As ilhas brasileiras são as mais importantes do mundo em um determinado segmento, revela um novo estudo internacional, publicado nesta quarta (10) na revista Peer Community Journal. Pesquisadores mostraram a relevância das ilhas oceânicas como Fernando de Noronha, São Pedro e São Paulo e Trindade para o endemismo marinho, ou seja, a presença de espécies exclusivas desses locais.

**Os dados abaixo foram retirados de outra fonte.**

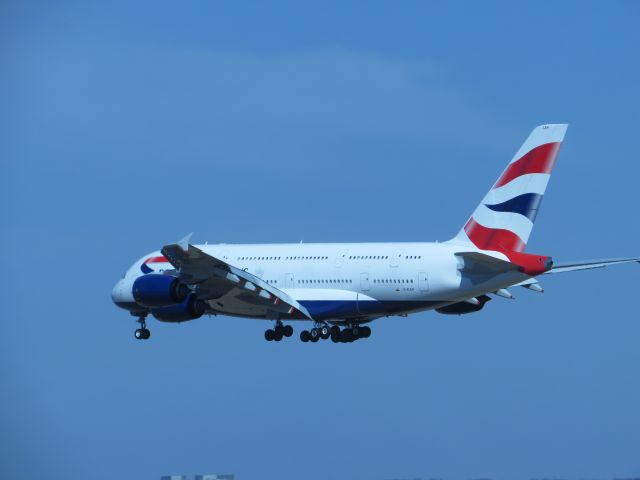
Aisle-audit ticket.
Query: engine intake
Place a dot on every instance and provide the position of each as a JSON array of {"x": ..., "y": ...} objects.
[
  {"x": 156, "y": 290},
  {"x": 190, "y": 309}
]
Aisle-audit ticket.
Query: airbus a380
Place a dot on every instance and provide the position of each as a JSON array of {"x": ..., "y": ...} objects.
[{"x": 341, "y": 287}]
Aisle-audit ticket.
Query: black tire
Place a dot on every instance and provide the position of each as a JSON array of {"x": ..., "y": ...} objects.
[
  {"x": 287, "y": 330},
  {"x": 325, "y": 333},
  {"x": 347, "y": 335}
]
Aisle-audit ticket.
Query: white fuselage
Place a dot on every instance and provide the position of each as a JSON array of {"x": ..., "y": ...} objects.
[{"x": 341, "y": 281}]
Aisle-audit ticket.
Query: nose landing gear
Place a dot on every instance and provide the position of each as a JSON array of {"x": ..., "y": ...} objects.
[
  {"x": 278, "y": 332},
  {"x": 142, "y": 333}
]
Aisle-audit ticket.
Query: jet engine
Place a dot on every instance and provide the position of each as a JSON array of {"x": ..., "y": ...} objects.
[
  {"x": 190, "y": 309},
  {"x": 464, "y": 307},
  {"x": 156, "y": 290}
]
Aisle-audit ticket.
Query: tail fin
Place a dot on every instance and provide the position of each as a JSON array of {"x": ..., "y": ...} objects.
[{"x": 504, "y": 219}]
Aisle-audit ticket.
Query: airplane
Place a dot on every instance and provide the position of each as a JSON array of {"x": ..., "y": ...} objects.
[{"x": 341, "y": 287}]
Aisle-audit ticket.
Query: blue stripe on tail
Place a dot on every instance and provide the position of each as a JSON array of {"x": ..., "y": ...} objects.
[{"x": 526, "y": 204}]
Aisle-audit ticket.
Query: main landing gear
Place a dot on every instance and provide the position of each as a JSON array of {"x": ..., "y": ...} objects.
[
  {"x": 346, "y": 335},
  {"x": 278, "y": 332},
  {"x": 143, "y": 332}
]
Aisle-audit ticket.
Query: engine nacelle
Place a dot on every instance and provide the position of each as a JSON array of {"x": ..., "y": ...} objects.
[
  {"x": 461, "y": 308},
  {"x": 156, "y": 290},
  {"x": 190, "y": 309}
]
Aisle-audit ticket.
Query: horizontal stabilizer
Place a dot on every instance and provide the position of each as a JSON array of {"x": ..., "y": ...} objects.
[
  {"x": 590, "y": 264},
  {"x": 477, "y": 263}
]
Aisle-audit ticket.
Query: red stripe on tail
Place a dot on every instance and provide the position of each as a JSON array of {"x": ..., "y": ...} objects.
[
  {"x": 493, "y": 238},
  {"x": 539, "y": 160},
  {"x": 156, "y": 260}
]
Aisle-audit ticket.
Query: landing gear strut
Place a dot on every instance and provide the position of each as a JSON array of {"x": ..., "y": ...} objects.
[
  {"x": 142, "y": 333},
  {"x": 278, "y": 332},
  {"x": 346, "y": 335}
]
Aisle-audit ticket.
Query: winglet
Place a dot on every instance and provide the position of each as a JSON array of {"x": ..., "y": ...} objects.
[{"x": 184, "y": 242}]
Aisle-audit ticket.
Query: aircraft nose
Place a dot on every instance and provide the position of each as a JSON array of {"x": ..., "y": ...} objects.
[{"x": 121, "y": 295}]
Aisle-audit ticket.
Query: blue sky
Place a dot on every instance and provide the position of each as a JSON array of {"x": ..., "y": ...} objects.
[{"x": 126, "y": 126}]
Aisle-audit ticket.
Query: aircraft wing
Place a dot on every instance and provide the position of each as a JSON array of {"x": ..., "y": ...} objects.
[
  {"x": 588, "y": 265},
  {"x": 228, "y": 288}
]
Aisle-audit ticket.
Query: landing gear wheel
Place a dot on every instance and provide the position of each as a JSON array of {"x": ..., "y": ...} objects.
[
  {"x": 324, "y": 332},
  {"x": 336, "y": 335},
  {"x": 287, "y": 330},
  {"x": 142, "y": 333},
  {"x": 346, "y": 335}
]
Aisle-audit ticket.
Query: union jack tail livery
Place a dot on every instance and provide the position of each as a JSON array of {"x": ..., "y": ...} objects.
[{"x": 504, "y": 219}]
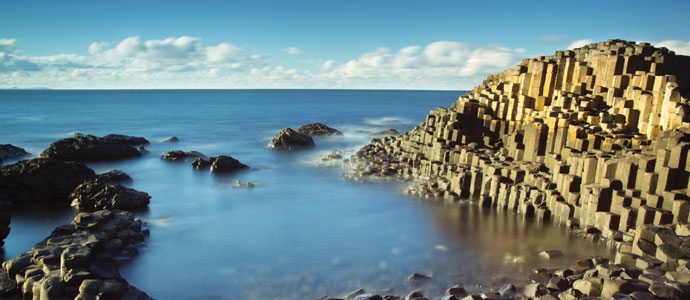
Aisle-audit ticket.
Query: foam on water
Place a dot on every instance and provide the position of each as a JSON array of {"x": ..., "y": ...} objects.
[{"x": 302, "y": 232}]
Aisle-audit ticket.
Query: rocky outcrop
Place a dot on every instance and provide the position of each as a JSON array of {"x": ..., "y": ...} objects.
[
  {"x": 8, "y": 151},
  {"x": 179, "y": 155},
  {"x": 41, "y": 182},
  {"x": 92, "y": 148},
  {"x": 77, "y": 260},
  {"x": 596, "y": 138},
  {"x": 388, "y": 132},
  {"x": 288, "y": 140},
  {"x": 5, "y": 216},
  {"x": 113, "y": 176},
  {"x": 219, "y": 164},
  {"x": 97, "y": 195},
  {"x": 317, "y": 129}
]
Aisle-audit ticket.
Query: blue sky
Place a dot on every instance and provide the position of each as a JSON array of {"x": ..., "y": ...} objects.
[{"x": 306, "y": 44}]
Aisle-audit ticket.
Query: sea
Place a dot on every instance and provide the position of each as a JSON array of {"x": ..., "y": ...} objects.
[{"x": 303, "y": 231}]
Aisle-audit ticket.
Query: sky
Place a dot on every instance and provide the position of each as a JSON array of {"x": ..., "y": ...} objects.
[{"x": 435, "y": 45}]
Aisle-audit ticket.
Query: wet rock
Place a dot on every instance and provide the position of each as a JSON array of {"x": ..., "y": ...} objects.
[
  {"x": 179, "y": 155},
  {"x": 5, "y": 216},
  {"x": 92, "y": 148},
  {"x": 288, "y": 140},
  {"x": 535, "y": 290},
  {"x": 353, "y": 294},
  {"x": 41, "y": 182},
  {"x": 388, "y": 132},
  {"x": 94, "y": 195},
  {"x": 113, "y": 176},
  {"x": 219, "y": 164},
  {"x": 418, "y": 279},
  {"x": 317, "y": 129},
  {"x": 8, "y": 151},
  {"x": 550, "y": 254}
]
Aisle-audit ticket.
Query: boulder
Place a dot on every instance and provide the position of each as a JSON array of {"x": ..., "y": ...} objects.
[
  {"x": 95, "y": 195},
  {"x": 41, "y": 182},
  {"x": 11, "y": 151},
  {"x": 288, "y": 140},
  {"x": 388, "y": 132},
  {"x": 179, "y": 155},
  {"x": 113, "y": 176},
  {"x": 318, "y": 129},
  {"x": 92, "y": 148},
  {"x": 219, "y": 164}
]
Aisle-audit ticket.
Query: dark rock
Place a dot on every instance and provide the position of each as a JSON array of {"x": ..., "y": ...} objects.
[
  {"x": 179, "y": 155},
  {"x": 113, "y": 176},
  {"x": 92, "y": 196},
  {"x": 41, "y": 182},
  {"x": 5, "y": 216},
  {"x": 388, "y": 132},
  {"x": 92, "y": 148},
  {"x": 10, "y": 151},
  {"x": 417, "y": 279},
  {"x": 317, "y": 129},
  {"x": 288, "y": 140},
  {"x": 219, "y": 164},
  {"x": 224, "y": 164}
]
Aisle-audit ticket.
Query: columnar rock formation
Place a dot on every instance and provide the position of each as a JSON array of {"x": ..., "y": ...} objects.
[{"x": 596, "y": 137}]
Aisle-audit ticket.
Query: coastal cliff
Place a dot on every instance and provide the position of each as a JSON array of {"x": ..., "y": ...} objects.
[{"x": 596, "y": 138}]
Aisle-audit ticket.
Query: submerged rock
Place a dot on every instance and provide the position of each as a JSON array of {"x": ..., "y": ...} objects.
[
  {"x": 171, "y": 139},
  {"x": 388, "y": 132},
  {"x": 95, "y": 195},
  {"x": 179, "y": 155},
  {"x": 41, "y": 182},
  {"x": 219, "y": 164},
  {"x": 11, "y": 151},
  {"x": 317, "y": 129},
  {"x": 92, "y": 148},
  {"x": 288, "y": 140},
  {"x": 76, "y": 261},
  {"x": 113, "y": 176}
]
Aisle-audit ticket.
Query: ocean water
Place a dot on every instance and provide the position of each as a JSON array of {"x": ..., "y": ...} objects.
[{"x": 303, "y": 231}]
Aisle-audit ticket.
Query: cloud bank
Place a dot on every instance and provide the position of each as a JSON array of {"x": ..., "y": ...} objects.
[{"x": 186, "y": 62}]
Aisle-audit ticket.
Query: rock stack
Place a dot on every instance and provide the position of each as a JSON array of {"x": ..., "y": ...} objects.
[{"x": 596, "y": 138}]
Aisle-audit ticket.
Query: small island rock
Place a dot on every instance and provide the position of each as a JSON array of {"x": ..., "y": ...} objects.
[
  {"x": 95, "y": 195},
  {"x": 289, "y": 140},
  {"x": 92, "y": 148},
  {"x": 317, "y": 129},
  {"x": 179, "y": 155},
  {"x": 41, "y": 182}
]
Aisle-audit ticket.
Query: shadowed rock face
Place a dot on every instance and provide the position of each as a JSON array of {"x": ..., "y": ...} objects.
[
  {"x": 93, "y": 148},
  {"x": 288, "y": 140},
  {"x": 318, "y": 129},
  {"x": 219, "y": 164},
  {"x": 179, "y": 155},
  {"x": 95, "y": 195},
  {"x": 41, "y": 182},
  {"x": 77, "y": 261}
]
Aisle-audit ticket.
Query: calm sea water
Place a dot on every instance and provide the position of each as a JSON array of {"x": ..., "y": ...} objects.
[{"x": 303, "y": 232}]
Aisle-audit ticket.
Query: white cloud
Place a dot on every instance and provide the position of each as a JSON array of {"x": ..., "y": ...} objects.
[
  {"x": 551, "y": 39},
  {"x": 680, "y": 47},
  {"x": 579, "y": 44},
  {"x": 185, "y": 62},
  {"x": 292, "y": 50}
]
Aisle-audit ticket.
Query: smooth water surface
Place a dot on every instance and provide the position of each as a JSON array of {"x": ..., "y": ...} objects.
[{"x": 302, "y": 232}]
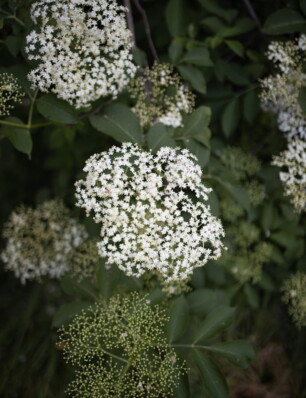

Foram analisadas mais de 7 mil espécies de peixes recifais (que vivem em recifes de corais) em 87 ilhas e arquipélagos ao redor do mundo.

Só existe no Brasil: espécie de peixe Tosanoides aphrodite só ocorre em Fernando de Noronha e em São Pedro e São Paulo — Foto: Divulgação / Luiz A Rocha

O trabalho revela que o potencial de biodiversidade desses ecossistemas brasileiros tem sido historicamente subestimado, o que afeta políticas públicas e estratégias de conservação.

— Percebemos que as ilhas brasileiras possuem uma importância muito maior do que pensávamos. Elas quase não eram citadas quando se falava em endemismo, mas nossos dados e novas interpretações mostram que são verdadeiros laboratórios naturais da evolução das espécies — afirma Hudson Pinheiro, membro da Rede de Especialistas em Conservação da Natureza (RECN) e pesquisador do Centro de Biologia Marinha da USP (CEBIMar).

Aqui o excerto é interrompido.